Washington Leviathan

The New York Times and other newspapers have devoted a large number of column inches to the Senate investigation of the multibillion dollar losses incurred by JPMorgan Chase in its so-called London Whale trades. See, for example, Jessica Silver-Greenberg’s Saturday Business article and Gretchen Morgenson’s Sunday business column.

Why should we care about the bank’s trading losses? Morgenson gets around to the question at the end of her column, but only the Wall Street Journal draws back to provide the big picture in an editorial that spots the relevant whale. Hint: Carl Levin is the circus master of the Senate investigation:

The clear premise of all this political activity is that taxpayers are still on the hook if Wall Street blows up again. Mr. Levin’s staff doesn’t spend a year investigating beer companies that fail to engage the age 25 to 34 demo with new advertising campaigns. Software executives don’t have to explain to Congress why they missed the scheduled launch of an important app. In those industries, big mistakes are issues for customers and shareholders, not taxpayers.

When President Obama signed Dodd-Frank in 2010, he promised, “There will be no more tax-funded bailouts—period.” And if that promise remained credible, then the whale trades would simply be a concern for Morgan customers, investors and employees. But Dodd-Frank tied Washington and Wall Street together like never before. Mr. Levin’s 50 interviews and review of 90,000 documents betray the no-more-bailouts blather of 2010….

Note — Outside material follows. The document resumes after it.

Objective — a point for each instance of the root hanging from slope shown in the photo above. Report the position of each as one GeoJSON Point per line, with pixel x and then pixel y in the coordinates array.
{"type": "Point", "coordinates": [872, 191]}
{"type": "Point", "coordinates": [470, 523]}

The Levin hearing is proof that the too-big-to-fail problem continues and needs fresh thinking. And it’s also an argument that if taxpayers are looking for a serious reformer to end their exposure to these banking giants, Mr. Levin is not the guy.

One place interested readers will not find fresh thinking — shocker, I know — is in Paul Krugman’s May 2012 column on the initial exposure of Morgan’s Whale losses. According to Krugman, “much stronger regulation” is the answer.